Celestino Cesáreo Guzmán
En Guerrero ya no sorprende que los problemas aparezcan todos al mismo tiempo. Lo que sí preocupa —y mucho— es que el gobierno parezca rebasado por ellos. No es la existencia de conflictos lo que define una crisis de gobernabilidad, sino la incapacidad para ordenar la agenda pública, explicar decisiones y asumir responsabilidades.
Hoy tenemos un ejemplo claro: el aumento al transporte en Chilpancingo y Acapulco. Subió el pasaje, sí, pero nadie puede decir con certeza quién lo autorizó, bajo qué criterios o con qué estudio socioeconómico. Unos lo justifican, otros piden revisarlo, algunos más dicen no tener información. El resultado es devastador: la ciudadanía siente que le meten la mano al bolsillo en medio de la confusión institucional.
Cuando el gobierno no comunica con claridad, la gente interpreta desorden. Y cuando se trata de dinero —del gasto diario—, ese desorden se convierte en enojo.
Pero el transporte es apenas una pieza de un rompecabezas más amplio. Guerrero vive una acumulación de tensiones que reflejan un problema de conducción política.
El problema de fondo es que el gobierno no está logrando imponer un orden narrativo ni operativo. Cada tema se atiende por separado, cada actor da su versión, cada dependencia cuida su parcela. No hay una voz clara que diga: “esto está pasando, esto vamos a hacer y esto vamos a corregir”.
En política, la percepción es realidad. Y hoy la percepción dominante es que el gobierno reacciona, pero no conduce.
La oposición tiene la obligación de señalarlo, sí, pero también de proponer algo distinto: reglas claras, decisiones transparentes y, sobre todo, respeto a la inteligencia de la gente.

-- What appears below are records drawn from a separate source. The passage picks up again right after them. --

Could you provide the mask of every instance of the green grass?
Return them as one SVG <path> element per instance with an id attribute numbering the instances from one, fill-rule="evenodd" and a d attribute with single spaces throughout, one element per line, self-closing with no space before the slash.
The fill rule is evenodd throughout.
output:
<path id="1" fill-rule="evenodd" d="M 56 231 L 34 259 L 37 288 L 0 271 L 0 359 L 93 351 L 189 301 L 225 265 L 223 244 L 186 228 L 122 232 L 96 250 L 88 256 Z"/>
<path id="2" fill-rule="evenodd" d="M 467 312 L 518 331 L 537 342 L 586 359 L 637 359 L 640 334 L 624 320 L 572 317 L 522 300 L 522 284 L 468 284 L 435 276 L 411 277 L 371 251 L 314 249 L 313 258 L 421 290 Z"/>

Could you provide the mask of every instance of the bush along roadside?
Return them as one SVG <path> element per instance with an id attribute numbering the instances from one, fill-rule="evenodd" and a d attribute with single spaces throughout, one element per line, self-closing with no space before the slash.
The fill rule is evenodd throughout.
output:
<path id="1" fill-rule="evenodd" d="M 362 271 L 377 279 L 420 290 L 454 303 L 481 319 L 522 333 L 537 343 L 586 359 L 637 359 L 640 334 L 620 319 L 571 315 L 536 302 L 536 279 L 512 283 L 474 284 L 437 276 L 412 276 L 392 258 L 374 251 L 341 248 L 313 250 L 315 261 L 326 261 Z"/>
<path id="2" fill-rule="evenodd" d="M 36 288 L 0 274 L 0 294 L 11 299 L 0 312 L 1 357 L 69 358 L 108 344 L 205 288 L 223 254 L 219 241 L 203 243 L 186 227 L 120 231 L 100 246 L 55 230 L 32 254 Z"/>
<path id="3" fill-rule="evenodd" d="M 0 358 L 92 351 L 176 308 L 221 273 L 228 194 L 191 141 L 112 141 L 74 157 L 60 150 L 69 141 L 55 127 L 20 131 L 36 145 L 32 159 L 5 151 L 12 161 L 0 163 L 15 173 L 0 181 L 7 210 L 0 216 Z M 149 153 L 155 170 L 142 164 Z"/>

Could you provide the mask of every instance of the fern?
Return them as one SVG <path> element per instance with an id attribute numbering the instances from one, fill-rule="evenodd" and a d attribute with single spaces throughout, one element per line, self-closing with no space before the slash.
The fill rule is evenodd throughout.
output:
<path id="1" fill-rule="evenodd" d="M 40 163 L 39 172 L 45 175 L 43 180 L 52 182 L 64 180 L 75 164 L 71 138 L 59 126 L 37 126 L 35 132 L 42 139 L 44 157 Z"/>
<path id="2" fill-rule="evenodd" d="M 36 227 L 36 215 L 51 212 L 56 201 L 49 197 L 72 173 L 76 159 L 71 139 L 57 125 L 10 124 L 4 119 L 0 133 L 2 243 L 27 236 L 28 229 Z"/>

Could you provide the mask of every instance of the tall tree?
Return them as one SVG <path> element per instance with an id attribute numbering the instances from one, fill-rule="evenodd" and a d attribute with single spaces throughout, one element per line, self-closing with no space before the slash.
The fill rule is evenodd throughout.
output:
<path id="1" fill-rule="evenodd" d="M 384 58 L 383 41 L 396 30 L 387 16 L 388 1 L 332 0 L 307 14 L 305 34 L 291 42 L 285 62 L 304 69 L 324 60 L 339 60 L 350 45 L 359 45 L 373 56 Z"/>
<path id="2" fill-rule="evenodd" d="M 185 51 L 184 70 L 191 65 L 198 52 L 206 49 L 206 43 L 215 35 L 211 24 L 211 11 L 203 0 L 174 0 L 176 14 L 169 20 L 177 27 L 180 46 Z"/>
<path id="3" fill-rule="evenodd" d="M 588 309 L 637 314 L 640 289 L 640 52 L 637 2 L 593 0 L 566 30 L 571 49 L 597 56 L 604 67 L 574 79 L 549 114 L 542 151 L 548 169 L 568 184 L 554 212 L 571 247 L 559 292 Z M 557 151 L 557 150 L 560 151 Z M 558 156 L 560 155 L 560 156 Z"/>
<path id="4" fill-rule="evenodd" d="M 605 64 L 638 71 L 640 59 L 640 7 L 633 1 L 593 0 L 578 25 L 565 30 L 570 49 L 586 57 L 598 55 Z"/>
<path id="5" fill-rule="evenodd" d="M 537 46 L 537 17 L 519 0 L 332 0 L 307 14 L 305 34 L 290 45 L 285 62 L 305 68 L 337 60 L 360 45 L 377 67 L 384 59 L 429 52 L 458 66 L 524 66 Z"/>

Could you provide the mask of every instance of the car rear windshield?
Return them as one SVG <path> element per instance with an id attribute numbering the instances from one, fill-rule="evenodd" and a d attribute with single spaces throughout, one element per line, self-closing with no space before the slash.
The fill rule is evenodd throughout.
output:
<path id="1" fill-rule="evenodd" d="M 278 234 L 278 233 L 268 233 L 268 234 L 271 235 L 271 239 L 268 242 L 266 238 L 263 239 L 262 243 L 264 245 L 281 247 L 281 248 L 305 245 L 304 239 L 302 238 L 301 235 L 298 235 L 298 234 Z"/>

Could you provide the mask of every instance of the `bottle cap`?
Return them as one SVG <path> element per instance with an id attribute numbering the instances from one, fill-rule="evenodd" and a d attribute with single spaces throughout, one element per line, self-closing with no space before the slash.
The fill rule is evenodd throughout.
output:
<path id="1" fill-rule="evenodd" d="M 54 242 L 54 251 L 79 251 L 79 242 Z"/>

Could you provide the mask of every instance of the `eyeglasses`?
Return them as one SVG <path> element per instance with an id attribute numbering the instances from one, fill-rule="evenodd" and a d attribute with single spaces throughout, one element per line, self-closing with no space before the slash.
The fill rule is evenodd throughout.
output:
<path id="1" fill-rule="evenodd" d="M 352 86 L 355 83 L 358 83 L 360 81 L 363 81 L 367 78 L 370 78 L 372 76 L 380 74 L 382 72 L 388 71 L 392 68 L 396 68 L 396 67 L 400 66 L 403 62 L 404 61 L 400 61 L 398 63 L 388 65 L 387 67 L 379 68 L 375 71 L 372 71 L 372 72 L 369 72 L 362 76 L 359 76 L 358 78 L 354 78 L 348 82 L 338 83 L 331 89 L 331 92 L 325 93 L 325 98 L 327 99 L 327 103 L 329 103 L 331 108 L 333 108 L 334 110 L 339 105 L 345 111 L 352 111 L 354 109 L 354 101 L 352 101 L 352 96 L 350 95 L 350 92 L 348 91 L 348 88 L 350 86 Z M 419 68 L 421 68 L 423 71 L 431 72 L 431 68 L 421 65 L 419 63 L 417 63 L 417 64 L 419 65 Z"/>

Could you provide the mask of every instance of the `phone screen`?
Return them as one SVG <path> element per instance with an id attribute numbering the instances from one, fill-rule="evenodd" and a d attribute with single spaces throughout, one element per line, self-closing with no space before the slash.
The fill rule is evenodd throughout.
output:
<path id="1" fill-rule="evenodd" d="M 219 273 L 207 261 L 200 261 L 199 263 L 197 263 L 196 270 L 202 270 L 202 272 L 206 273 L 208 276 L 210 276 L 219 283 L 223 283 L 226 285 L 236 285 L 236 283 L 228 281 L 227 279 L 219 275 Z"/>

Porque lo que más indigna no es el problema en sí, sino la sensación de que nadie lo está tomando con la seriedad que merece.
Guerrero no necesita discursos triunfalistas ni explicaciones a medias. Necesita gobierno. Y gobierno, en su sentido más básico, significa una cosa: poner orden donde hoy hay incertidumbre.
⸻
El telón de fondo
Heberto Castillo Martínez
Su vida y su obra no se miden por los cargos que ocupó, sino por las causas que nunca abandonó. Supo ganar y perder en la política, pero siempre mantuvo el rumbo; supo estar en la cárcel, pero nunca de rodillas; supo ceder espacios, pero jamás sus principios.
En un país donde tantas veces la política se negocia al mejor postor, él eligió el camino más difícil: el de la congruencia. Y esa decisión —silenciosa, firme, incómoda— es la que hoy sigue marcando un antes y un después.
Heberto no fue perfecto, pero fue algo más escaso: fue íntegro. Y en esa integridad hay una lección que no envejece: que el poder sirve de poco si no transforma la realidad y la vida de la gente, y que la dignidad sirve para todo cuando se sostiene. Su legado es una vara alta que aún mide la honestidad de la vida pública en México.
Al final, su historia no es solo para recordarse, sino para incomodar a algunos. Porque nos deja una pregunta que no admite evasivas:
¿Estamos dispuestos a pagar el precio de defender lo que decimos creer?
Heberto Castillo nació el 23 de agosto de 1928 en Ixhuatlán de Madero, Veracruz, y falleció el 5 de abril de 1997, en la Ciudad de México.